Getting in over your head will help you grow to new heights

Tom, sales representative for a National office supply company, told Session 4 of the Leadership Development Lab™:

“It was November of 1992 and I was tapped to become the 50th President of the Beaverton Area Chamber of Commerce. Here I was just a lowly sales rep for Willamette Industries and now was headed towards a position that only 49 people had held before me!

So many things ran through my mind as I contemplated the task ahead. I would be helping to manage a budget of over $750,000 and a staff of six. I would need to know parliamentary procedure, how to give a speech in front of hundreds, and would be interfacing with mayors, school superintendents, and local politicians. It was expected that I would be an advocate for hundreds of area businesses; responsible for developing action plans to move the Chamber forward, and write a column for the Chamber newsletter each month.

Some issues were on the horizon for 1993 and the Chamber, Measure 5 was just beginning to have an effect on local schools and cities, the City of Beaverton would be celebrating its’ 100th anniversary, the current Chamber Executive Director who had been instrumental to the success of the Chamber for the past ten years was going to retire. This was the most troubling aspect of my tenure and I knew it

would define my success or failure.

My first order of business was to find a suitable replacement for our Executive Director.

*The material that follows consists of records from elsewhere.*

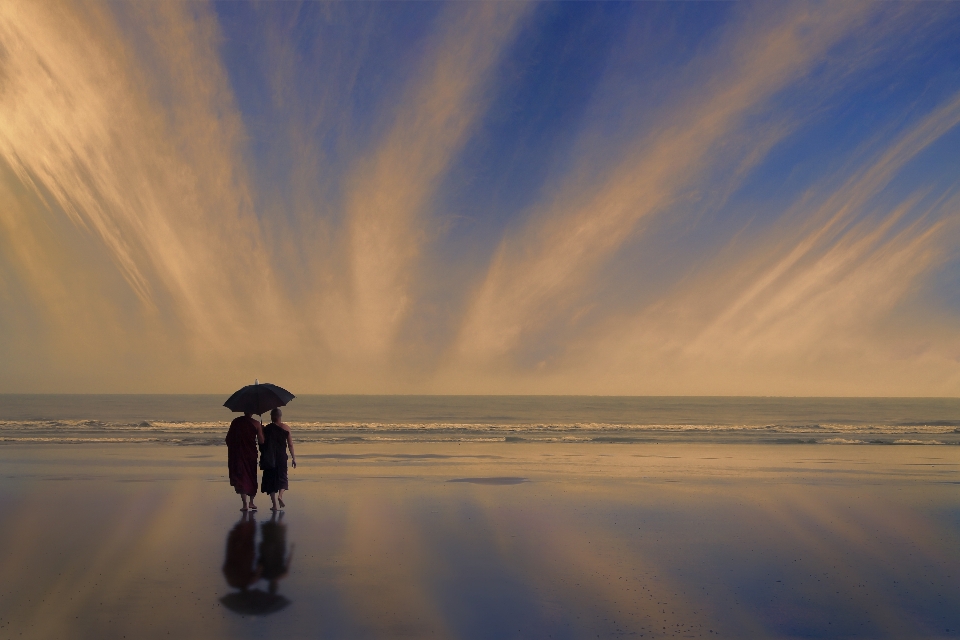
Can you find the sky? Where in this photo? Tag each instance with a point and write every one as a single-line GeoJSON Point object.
{"type": "Point", "coordinates": [638, 198]}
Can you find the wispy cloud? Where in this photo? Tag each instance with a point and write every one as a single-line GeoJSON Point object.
{"type": "Point", "coordinates": [151, 231]}
{"type": "Point", "coordinates": [569, 238]}
{"type": "Point", "coordinates": [389, 192]}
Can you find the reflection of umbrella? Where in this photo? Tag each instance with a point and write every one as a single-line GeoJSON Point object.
{"type": "Point", "coordinates": [258, 398]}
{"type": "Point", "coordinates": [254, 602]}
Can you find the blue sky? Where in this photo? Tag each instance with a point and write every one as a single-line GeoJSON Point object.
{"type": "Point", "coordinates": [429, 197]}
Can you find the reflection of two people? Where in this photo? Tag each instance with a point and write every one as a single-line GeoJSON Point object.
{"type": "Point", "coordinates": [242, 570]}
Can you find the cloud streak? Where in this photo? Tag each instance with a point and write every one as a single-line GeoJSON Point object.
{"type": "Point", "coordinates": [172, 221]}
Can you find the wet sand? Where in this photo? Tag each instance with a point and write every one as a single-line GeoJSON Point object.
{"type": "Point", "coordinates": [484, 540]}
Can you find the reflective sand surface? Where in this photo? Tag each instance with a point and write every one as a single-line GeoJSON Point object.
{"type": "Point", "coordinates": [484, 540]}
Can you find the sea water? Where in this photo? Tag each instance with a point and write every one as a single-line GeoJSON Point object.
{"type": "Point", "coordinates": [201, 419]}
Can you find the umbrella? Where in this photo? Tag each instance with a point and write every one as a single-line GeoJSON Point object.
{"type": "Point", "coordinates": [258, 398]}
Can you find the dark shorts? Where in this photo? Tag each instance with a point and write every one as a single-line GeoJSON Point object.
{"type": "Point", "coordinates": [274, 479]}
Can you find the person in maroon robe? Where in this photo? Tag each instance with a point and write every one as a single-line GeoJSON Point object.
{"type": "Point", "coordinates": [242, 439]}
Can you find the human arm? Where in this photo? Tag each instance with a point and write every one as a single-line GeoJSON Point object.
{"type": "Point", "coordinates": [293, 456]}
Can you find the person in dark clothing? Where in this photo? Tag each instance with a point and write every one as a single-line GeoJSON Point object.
{"type": "Point", "coordinates": [273, 458]}
{"type": "Point", "coordinates": [242, 439]}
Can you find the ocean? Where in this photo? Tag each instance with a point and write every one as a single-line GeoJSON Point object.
{"type": "Point", "coordinates": [202, 420]}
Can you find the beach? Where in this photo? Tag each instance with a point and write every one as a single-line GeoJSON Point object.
{"type": "Point", "coordinates": [487, 540]}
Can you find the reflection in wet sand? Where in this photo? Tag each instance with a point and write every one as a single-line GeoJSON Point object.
{"type": "Point", "coordinates": [242, 571]}
{"type": "Point", "coordinates": [562, 541]}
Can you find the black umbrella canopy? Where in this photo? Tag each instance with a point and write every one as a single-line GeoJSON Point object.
{"type": "Point", "coordinates": [258, 398]}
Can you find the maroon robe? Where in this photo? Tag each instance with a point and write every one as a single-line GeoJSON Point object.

As it turned out this was a four month process and led me into so many areas I’d never before traveled! Just the politics of finding someone worthy of replacing the previous director was daunting.

I took the challenge and we went through the year with great success including the retirement of some Chamber debt, increasing the membership, improving the Chambers’ relationship with the City of Beaverton, the Beaverton School District, and the Police and Fire Departments.

The lesson I learned from the experience is that I don’t have to be “ready” before I take on a huge task. I don’t always need to be an expert at something in order to try and accomplish it.

The action I call you to take is become involved in voluntary community activity. Engage yourself and you will expand your comfort zone. The only way you will ever grow is when you try something you may feel could get you 'in over your head'.

The benefit you will gain is a kind of personal confidence and sense of self worth. You will have a confidence you didn’t have before to take on tasks that are larger than you may initially believed you can handle.”